By automating patch management workflows you maintain a proactive security posture.

Enabling automated background delivery of critical security patches.

This approach ensures the server remains resilient against 'Zero-Day' vulnerabilities by synchronizing with official repositories daily, reducing the need for manual intervention while maintaining system uptime and stability.

Phase 5 — Service & System Management

1. Install Core SysAdmin Tools

Install essential commands:

• htop
• curl
• wget
• git
• net-tools
• fail2ban

The Fail2ban service is a critical open-source intrusion prevention service.

It's designed to harden a server against brute-force attacks.

It does by configuring 'jails,' the system dynamically monitors SSH authentication logs and proactively bans malicious IP addresses.

This automation significantly reduces the server's attack surface and ensures that system resources are reserved for legitimate users.

Enabling fail2ban

This is the terminal equivalent of opening the "Processes" tab in a Windows Taks Manager or Activity Monitor on a Mac.

Phase 6 — Logging, Monitoring & Maintenance

1. Log Inspection

In this example, I utilized journalctl -p 3 -xb as a primary diagnostic tool to run a high-priority log inspection.

By filtering for Priority 3 (Error-level) events within the current boot descriptro, to be able to bypass non-critical system telemetry and immediately isolate service failures or kernel exceptions that could impact system stability.

2. Check auth logs

Simultaneously, I used tail -f on the authentication logs (auth.log) to establish a Live Security Feed, allowing for real-time observation of user sessions and authentication attempts.

This approach ensures total visibility into both system stability and security integrity.

Why:

• Early intrusion detection
• Debugging misconfigurations

3. Backup Awareness (Often Ignored)

Even if you don't implement backups yet:

In establishing a robust disaster recovery plan, it's absolutely imperative to prioritize the /etc and /var directories.

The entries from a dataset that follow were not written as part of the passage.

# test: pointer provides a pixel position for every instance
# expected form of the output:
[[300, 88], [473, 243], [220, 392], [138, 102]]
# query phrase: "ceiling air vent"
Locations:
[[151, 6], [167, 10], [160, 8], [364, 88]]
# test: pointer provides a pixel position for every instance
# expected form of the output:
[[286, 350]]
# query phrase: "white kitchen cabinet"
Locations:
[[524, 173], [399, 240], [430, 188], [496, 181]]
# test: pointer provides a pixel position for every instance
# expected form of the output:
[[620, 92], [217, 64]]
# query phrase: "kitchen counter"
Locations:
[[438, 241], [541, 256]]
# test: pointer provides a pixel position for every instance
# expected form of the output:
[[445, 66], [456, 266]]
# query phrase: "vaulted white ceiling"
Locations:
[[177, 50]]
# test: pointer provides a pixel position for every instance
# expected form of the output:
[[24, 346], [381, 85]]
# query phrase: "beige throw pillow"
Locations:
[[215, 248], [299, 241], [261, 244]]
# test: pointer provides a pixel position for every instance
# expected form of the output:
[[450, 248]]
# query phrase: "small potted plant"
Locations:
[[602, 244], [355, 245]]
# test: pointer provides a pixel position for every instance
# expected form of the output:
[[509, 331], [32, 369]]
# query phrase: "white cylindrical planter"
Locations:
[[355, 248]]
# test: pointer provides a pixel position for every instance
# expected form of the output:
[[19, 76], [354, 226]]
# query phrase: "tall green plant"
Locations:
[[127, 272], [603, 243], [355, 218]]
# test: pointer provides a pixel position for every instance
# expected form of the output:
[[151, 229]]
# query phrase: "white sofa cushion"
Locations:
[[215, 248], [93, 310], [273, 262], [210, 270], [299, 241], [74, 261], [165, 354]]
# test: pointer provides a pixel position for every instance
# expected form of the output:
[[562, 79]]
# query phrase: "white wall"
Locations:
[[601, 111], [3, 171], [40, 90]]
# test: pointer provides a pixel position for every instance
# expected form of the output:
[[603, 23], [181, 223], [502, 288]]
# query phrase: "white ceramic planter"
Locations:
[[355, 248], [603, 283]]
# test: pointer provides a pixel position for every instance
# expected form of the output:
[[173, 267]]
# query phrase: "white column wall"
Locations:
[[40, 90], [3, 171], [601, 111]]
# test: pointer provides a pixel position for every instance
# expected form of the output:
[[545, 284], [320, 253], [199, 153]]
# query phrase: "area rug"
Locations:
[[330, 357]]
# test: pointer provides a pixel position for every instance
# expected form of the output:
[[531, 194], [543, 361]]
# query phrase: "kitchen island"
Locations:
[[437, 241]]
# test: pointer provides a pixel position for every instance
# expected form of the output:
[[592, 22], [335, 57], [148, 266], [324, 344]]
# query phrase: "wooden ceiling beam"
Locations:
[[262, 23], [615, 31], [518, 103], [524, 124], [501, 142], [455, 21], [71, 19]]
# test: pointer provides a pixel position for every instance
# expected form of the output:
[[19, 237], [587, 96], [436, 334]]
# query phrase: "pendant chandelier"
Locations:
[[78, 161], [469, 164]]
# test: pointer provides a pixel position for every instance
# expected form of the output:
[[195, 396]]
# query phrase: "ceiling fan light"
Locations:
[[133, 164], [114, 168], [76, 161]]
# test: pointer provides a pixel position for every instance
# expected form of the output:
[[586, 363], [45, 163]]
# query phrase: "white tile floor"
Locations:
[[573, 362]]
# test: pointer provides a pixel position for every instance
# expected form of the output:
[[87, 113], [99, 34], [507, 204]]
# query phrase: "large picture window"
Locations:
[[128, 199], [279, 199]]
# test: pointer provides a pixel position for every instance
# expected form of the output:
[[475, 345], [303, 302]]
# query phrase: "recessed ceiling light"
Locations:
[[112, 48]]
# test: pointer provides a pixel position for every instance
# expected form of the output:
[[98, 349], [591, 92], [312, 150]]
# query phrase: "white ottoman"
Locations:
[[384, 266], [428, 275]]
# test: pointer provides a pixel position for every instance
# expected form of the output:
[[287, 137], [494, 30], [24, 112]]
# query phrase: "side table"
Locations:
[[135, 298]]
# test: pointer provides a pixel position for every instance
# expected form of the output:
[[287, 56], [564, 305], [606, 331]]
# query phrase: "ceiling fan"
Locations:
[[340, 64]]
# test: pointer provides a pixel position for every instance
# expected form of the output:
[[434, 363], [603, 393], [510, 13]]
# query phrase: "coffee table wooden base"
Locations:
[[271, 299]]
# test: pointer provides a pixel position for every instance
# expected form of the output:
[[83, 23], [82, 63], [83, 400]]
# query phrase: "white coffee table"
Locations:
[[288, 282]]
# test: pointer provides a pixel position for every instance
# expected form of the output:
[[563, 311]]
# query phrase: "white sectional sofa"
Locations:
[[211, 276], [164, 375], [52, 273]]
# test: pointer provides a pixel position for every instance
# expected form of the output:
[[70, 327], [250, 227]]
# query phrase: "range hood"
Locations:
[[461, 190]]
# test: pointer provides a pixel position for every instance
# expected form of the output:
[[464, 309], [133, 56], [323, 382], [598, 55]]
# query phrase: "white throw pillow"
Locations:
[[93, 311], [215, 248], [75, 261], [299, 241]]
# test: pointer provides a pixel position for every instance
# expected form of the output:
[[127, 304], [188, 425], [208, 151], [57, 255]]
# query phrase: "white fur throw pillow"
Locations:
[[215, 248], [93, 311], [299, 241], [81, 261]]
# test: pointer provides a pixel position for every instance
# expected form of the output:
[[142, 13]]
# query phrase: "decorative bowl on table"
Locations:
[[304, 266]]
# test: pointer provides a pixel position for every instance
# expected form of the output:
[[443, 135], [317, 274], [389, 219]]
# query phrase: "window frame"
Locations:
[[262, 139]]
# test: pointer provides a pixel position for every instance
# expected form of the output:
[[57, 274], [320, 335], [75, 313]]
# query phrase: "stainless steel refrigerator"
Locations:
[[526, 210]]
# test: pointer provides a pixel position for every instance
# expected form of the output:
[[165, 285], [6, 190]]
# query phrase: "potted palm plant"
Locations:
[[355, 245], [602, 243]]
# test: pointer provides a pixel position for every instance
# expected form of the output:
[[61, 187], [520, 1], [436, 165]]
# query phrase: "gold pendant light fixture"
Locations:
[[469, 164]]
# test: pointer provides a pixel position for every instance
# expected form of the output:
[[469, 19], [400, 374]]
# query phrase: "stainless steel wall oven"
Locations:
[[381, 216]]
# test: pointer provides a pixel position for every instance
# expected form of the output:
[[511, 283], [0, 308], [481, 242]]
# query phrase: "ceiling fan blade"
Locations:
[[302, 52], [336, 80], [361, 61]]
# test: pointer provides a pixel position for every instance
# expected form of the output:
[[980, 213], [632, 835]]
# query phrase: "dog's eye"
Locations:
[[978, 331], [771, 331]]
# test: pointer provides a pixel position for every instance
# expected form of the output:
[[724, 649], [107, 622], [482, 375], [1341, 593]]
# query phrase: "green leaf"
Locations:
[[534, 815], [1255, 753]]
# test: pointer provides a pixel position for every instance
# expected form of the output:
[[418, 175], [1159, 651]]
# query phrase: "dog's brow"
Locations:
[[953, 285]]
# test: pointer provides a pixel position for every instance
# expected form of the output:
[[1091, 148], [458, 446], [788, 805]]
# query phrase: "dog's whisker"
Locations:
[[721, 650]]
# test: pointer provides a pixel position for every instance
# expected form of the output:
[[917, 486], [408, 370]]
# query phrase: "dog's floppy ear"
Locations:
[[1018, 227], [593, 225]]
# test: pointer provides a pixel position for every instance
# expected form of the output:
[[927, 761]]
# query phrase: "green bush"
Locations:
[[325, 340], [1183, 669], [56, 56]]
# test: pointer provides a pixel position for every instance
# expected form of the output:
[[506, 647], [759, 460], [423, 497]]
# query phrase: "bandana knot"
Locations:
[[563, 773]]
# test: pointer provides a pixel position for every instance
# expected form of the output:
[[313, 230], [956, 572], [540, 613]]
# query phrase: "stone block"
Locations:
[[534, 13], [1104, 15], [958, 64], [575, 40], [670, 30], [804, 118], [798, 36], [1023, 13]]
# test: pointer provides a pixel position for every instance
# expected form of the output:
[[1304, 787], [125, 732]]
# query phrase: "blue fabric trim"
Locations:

Backing up /etc preserves the System State, capturing all custom configurations, security policies, and network definitions.

Meanwhile, backing up /var ensures preservation of Operational Data, including critical security logs and application databases.

Together, these backups allow for a rapid 'Bare Metal' recovery, ensuring that the system can be restored to its exact functional state in the event of hardware failure or data corruption.